The timeline begins to drip apart like one of Dali’s clocks. What season was it when Maya Hawke (seamlessly blending into the less familiar cast) went to that Let’s Eat Grandma concert? Was Alina there to be dazzled by singer-songwriter Annabel Hoffman, or is that something she only saw through the eyes of one of her characters? Are we back in the New York of “Kids,” or is this movie too warm, too supportive, too “Nick and Norah’s Infinite Playlist” for that? It’s easy enough to understand that the interview scenes where Leon’s young cast discuss their hopes and dreams straight into the camera are somehow unreal — visions from inside Alina’s creative process. But they spill over into the rest of the film in ways that seem deliberately hard to track.

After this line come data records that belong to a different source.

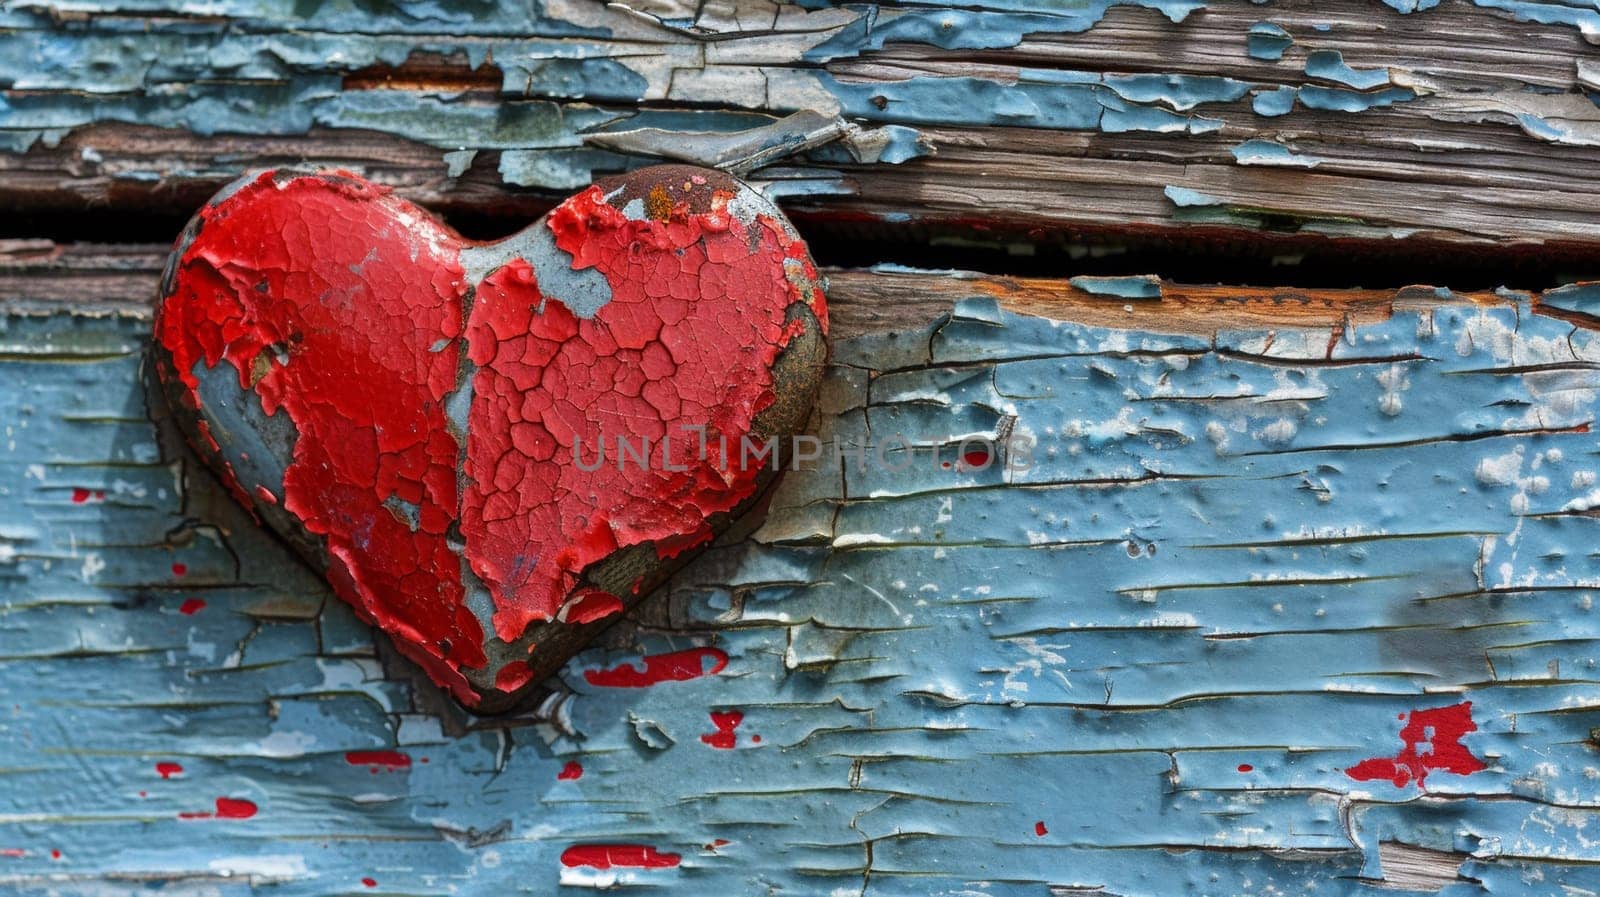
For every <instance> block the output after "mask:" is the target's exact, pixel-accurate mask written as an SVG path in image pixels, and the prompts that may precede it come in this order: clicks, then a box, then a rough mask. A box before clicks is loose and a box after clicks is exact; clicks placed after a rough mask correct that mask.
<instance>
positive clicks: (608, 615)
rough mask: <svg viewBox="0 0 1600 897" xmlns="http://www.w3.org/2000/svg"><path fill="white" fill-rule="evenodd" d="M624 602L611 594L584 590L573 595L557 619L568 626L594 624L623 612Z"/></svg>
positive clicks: (592, 589) (565, 604)
mask: <svg viewBox="0 0 1600 897" xmlns="http://www.w3.org/2000/svg"><path fill="white" fill-rule="evenodd" d="M622 609H624V608H622V600H621V598H618V596H616V595H611V593H610V592H600V590H598V588H584V590H581V592H578V593H576V595H573V596H571V598H570V600H568V601H566V604H565V606H562V612H560V614H557V619H560V620H562V622H566V624H592V622H595V620H603V619H606V617H611V616H616V614H621V612H622Z"/></svg>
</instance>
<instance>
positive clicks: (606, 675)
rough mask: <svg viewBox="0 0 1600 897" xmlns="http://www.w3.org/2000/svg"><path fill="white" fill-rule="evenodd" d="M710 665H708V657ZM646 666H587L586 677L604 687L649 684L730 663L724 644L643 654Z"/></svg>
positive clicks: (672, 678) (612, 686) (711, 673)
mask: <svg viewBox="0 0 1600 897" xmlns="http://www.w3.org/2000/svg"><path fill="white" fill-rule="evenodd" d="M707 659H709V660H710V668H706V660H707ZM640 660H643V662H645V668H643V670H640V668H637V667H634V665H632V664H621V665H618V667H611V668H610V670H584V681H586V683H589V684H592V686H600V688H648V686H653V684H658V683H682V681H688V680H698V678H701V676H714V675H717V673H720V672H722V668H723V667H726V665H728V652H725V651H722V649H720V648H690V649H688V651H674V652H670V654H648V656H645V657H640Z"/></svg>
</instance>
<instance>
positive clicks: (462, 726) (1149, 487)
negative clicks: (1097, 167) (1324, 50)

“Italian Studies” isn’t a puzzle to be solved nor a slipstream that resists interpretation at every turn, though Leon’s catch-as-catch-can approach requires a certain amount of confusion in order to let your logical brain off the hook. If movies teach you how to watch them, this one instructs viewers to let go and make their own connections. Sometimes, especially in the second half when the mutual need between Alina and Simon comes to an unexpected boil, you can feel Leon self-sabotaging his new film in an effort not to fall back on old habits; you can feel him making “Italian Studies” more opaque than it needs to be so that he doesn’t get distracted by the same kind of unbalanced romance he already knows so well.
This is a film about an artist who forgets herself, made by an artist trying to do the same, and with the help of an actress looking for an anchor of truth to hold onto right when the tides of stardom are threatening to pull her out to sea. Those agendas don’t always serve each other well or meaningfully dovetail with the self-discovery that Leon’s teenage cast is on the cusp of experiencing themselves. Despite the mesmeric pleasures of “Italian Studies,” this 70-minute wisp leaves you with the nagging sense that its means deserved more significant ends — that Leon vibes off of Hong Sang-soo, early Wong Kar-wai, and Milos Forman’s “Taking Off” (among other influences cited in the press notes) without ever quite arriving at his own thing.

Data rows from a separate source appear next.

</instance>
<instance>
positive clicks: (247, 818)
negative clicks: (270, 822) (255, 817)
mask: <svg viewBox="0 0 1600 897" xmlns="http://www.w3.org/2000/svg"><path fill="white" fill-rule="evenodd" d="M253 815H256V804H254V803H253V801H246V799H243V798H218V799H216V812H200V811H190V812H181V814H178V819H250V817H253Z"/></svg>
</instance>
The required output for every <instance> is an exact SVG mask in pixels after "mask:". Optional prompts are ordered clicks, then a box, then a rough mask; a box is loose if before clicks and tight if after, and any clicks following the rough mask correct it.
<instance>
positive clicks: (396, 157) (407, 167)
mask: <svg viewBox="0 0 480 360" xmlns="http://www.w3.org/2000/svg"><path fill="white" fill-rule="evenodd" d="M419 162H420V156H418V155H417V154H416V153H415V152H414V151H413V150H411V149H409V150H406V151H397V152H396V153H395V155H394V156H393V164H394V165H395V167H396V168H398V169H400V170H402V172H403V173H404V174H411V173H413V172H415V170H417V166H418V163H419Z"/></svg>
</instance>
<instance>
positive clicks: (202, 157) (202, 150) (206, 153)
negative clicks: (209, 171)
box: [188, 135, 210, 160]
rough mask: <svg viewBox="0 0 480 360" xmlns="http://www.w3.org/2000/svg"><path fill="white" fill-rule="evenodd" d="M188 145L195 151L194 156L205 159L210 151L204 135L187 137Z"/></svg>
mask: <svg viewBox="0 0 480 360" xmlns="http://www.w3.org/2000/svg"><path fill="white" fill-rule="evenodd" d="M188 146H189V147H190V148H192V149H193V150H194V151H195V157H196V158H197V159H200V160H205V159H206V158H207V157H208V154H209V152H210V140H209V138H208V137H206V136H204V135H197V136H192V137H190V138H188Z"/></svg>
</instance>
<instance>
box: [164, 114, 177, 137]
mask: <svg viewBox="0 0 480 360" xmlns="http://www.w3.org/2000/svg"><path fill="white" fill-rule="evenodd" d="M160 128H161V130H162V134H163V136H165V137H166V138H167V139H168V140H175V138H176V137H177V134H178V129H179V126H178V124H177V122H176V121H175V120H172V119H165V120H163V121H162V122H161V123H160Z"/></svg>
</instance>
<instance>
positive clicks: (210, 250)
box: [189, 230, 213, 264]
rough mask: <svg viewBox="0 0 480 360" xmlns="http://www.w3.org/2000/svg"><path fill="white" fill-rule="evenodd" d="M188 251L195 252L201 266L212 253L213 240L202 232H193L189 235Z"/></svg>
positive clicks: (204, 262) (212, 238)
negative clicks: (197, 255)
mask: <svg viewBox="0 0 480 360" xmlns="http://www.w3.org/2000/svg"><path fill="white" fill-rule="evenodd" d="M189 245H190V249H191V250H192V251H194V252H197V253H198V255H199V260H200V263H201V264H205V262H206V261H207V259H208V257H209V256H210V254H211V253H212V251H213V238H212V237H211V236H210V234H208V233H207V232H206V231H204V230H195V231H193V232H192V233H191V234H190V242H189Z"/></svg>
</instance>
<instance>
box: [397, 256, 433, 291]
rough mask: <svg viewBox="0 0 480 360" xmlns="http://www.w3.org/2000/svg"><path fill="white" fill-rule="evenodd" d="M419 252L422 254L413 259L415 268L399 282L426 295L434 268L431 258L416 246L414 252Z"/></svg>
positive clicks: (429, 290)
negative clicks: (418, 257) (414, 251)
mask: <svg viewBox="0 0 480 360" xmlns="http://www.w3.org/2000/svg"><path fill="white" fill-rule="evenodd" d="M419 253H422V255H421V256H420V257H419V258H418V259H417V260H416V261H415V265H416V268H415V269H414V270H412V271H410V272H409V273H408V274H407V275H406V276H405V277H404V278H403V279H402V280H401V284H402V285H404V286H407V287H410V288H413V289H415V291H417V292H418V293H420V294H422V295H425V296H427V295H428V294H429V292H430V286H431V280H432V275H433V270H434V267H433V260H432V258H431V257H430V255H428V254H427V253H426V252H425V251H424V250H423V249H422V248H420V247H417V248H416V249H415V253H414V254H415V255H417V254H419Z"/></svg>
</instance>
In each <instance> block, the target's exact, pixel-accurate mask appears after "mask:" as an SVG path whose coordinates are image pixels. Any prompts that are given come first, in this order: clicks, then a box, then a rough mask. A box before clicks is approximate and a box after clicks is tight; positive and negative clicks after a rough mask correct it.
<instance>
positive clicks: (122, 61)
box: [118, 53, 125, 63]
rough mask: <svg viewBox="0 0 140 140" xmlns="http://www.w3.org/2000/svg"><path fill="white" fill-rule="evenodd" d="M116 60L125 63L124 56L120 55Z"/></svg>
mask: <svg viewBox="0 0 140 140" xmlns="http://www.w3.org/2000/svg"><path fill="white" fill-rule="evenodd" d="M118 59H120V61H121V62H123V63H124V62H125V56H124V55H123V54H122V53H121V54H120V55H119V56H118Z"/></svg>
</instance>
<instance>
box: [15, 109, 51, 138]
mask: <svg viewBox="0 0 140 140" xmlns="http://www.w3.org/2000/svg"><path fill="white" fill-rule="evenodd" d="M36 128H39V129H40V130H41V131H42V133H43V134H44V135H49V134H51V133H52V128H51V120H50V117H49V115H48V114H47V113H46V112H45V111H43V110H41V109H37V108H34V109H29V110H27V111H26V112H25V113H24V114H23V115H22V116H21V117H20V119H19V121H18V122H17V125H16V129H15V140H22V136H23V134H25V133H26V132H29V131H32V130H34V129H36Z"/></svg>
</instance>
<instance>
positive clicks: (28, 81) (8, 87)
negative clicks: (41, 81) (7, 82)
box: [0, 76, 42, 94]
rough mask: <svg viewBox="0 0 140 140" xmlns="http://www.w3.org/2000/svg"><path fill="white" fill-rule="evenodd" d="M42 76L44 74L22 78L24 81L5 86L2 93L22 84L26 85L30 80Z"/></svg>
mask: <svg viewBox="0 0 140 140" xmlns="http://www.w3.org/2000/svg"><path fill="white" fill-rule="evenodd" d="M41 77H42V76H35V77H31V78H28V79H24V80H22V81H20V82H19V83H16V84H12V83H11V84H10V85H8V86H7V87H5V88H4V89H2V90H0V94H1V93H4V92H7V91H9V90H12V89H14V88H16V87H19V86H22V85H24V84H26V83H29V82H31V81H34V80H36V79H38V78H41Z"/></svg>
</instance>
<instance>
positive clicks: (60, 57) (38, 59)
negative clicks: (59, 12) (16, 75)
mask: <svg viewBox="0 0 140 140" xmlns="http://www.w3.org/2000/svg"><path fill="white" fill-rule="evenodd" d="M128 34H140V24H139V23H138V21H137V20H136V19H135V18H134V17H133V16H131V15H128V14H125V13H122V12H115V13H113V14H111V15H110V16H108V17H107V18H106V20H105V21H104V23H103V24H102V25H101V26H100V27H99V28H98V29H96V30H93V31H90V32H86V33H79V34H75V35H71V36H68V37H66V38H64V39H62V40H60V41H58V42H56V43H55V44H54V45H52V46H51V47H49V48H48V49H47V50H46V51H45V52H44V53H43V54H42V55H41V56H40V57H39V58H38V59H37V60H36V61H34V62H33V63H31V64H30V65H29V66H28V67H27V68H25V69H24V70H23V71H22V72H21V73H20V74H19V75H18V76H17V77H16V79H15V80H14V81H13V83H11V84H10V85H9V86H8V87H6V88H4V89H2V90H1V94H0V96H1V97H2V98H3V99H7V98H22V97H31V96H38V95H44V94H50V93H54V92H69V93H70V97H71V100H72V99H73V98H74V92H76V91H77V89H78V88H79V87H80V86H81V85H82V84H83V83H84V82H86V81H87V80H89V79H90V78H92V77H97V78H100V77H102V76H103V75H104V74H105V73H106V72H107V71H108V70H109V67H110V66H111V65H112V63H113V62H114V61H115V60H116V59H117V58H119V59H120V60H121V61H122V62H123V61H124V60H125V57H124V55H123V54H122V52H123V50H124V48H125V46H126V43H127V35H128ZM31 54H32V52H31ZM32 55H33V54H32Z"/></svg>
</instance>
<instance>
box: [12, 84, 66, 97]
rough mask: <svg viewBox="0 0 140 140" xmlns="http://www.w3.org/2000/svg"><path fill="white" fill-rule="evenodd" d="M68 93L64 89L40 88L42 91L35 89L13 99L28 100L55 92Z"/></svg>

For a young filmmaker who’s never had trouble expressing a voice of his own, it’s both admirable and frustrating to watch him silently listen for new harmonies in a project born from the opportunity to collaborate with Kirby and reverse-engineered from there. For her part, Kirby is so magnetic and half-opened as a woman who’s forgotten everything besides her own force of will that no one will ever second-guess why Leon agreed to work with her before he even had an idea of what they would make together.

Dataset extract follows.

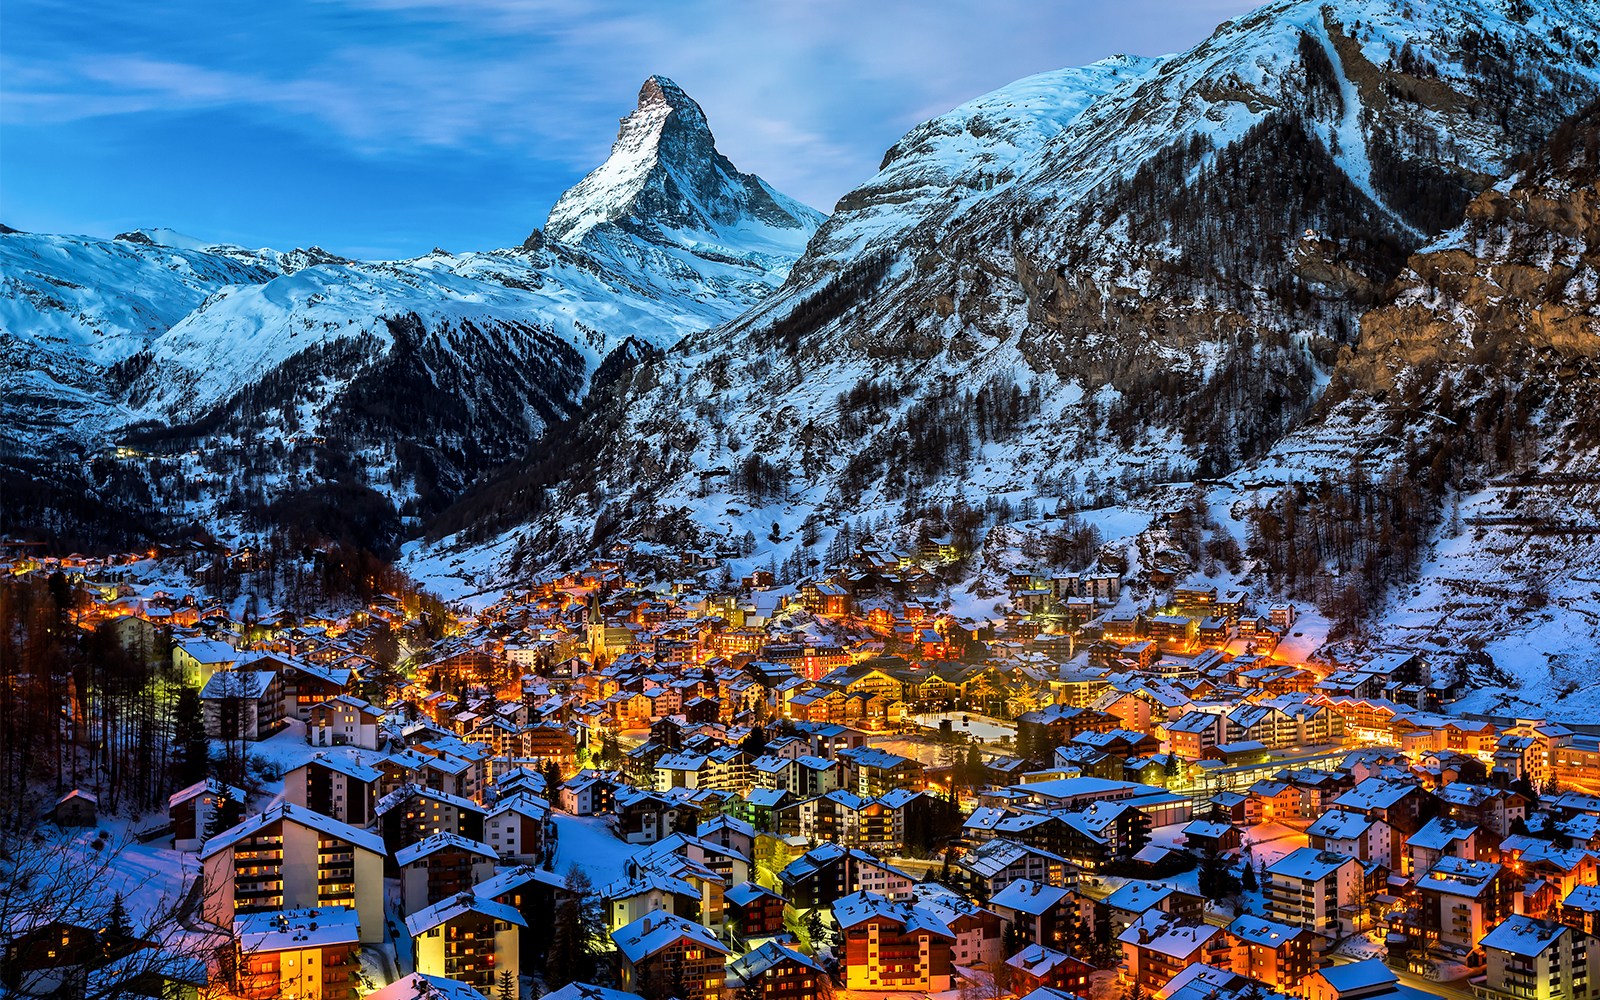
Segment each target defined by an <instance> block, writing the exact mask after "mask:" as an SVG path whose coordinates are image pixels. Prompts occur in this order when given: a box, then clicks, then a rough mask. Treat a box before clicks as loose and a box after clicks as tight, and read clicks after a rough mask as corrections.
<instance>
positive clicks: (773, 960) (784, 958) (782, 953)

And, in its own diffuse and semi-engaging way, “Italian Studies” resolves as a clear testament to those connections — to the feeling that we all borrow ourselves from each other. The film’s best scene finds Alina reading her own book in a library (with an amnesiac’s sense of discovery) and then, in a moment of pride, signing the inside cover when she’s done. An over-eager man chides her for it, refusing to back down even after he learns that Alina’s the author. “It’s not your book or my book,” he says of the defaced public resource. “It’s our book.” She doesn’t necessarily love how the guy is talking to her, but she knows his words will find their way into whatever she writes next.
“Italian Studies” premiered at the 2021 Tribeca Festival. It is currently seeking U.S. distribution.